My friend put five dollars on the counter in front of them and asked, “Why don’t you both get French fries?”
Galatians 5: 22, “But the fruit of the Spirit is love, joy, peace, patience, kindness, goodness, faithfulness, gentleness and self-control.”
“I hope so,” I said.
All day long the branches swayed, but the air stayed dry. By that night the first of fall’s dead brown foliage lay on our deck, but not one drop of water. Saturday morning the blustery weather teased us again, seemed to promise a shower that never came. Disappointed, I told Rick, “There’s a storm outside with no substance.”
Then it occurred to me. When I’m not true to my religious beliefs, I am a Christian with no core just like a tempest without rainfall. I attend church on Sundays, but do I have a strong foundation that stays with me when I walk out the doors? For someone such as myself, who was raised as a Christian, it isn’t difficult to go to church, participate in a Sunday School class, and volunteer for projects. But, is my faith part of my life or do I live orchestrated Christianity? Do I respond to strangers as well as people I know with kindness? What do I say to the waiter who gets my order wrong in a restaurant? What about the clerk who rings up an incorrect amount on my check? What about the person who is in line in front of me at the grocery, who buys a loaf of bread, writes a check, can’t come up with sufficient identification, and insists on seeing the manager?
That happened one day, when I was in a hurry. I ran in the store to pick up noodles, Italian bread, and Coca-Cola to find large numbers of people jammed in the isles. Then the sign atop check-out number twelve lit up. Making a dash for it, I arrived just after a thin lady with long disheveled black hair, who wore a pair of jeans and a dingy white shirt. She laid a loaf of bread on the counter and whipped out her check book. Surely she wasn’t going to write a check for one item.
Before I knew it the cashier in the green jacket was asking, “Ma’am, could I see your driver’s license, please?”
I couldn’t believe it. The lady fished a white card instead of a driver’s license out of her small black purse. The clerk said, “I’m sorry, but this isn’t enough.”
“I want to see the manager.”
My heart sank. How long would this take? Finally after what seemed like an hour, but probably was only fifteen minutes, the manager arrived, okayed the sale, and the woman left. “I’m sorry,” the cashier said as she rang up my items.
“It’s all right.” I forced a smile, but I only can imagine what my effort looked like to her.
In retrospect I wondered what God expected out of me in that situation. Perhaps, I should have learned how to be more patient. Maybe I would have if I’d thought how insignificant an extra fifteen minutes in my day is when there are people fighting for their lives in hospitals, suffering abuse, or starving. Maybe the woman in front of me had needed me to buy her a loaf of bread. Also, it’s possible the cashier had had a hectic afternoon and would have appreciated a kind word. I wasn’t rude, which I suppose qualified me as a gentle wind, but I was a tempest without rainfall, thinking only of myself. However, I’m going to try to have more substance like a friend of mine who ended up behind a white-haired couple buying lunch in McDonald’s one day.

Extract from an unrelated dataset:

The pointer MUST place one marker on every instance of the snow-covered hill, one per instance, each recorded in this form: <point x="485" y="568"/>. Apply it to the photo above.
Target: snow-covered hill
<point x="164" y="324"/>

Busy at work, he had decided to grab a quick bite. When he got to the fast food restaurant, a gentleman with slumped shoulders in front of him counted his money in his wrinkled, thin-skinned hand. He looked at his wife and said, “You get the French fries.”
She gazed back at him with tired blue eyes. “No, you can have them.”
My friend put five dollars on the counter in front of them and asked, “Why don’t you both get French fries?”
Galatians 5: 22, “But the fruit of the Spirit is love, joy, peace, patience, kindness, goodness, faithfulness, gentleness and self-control.”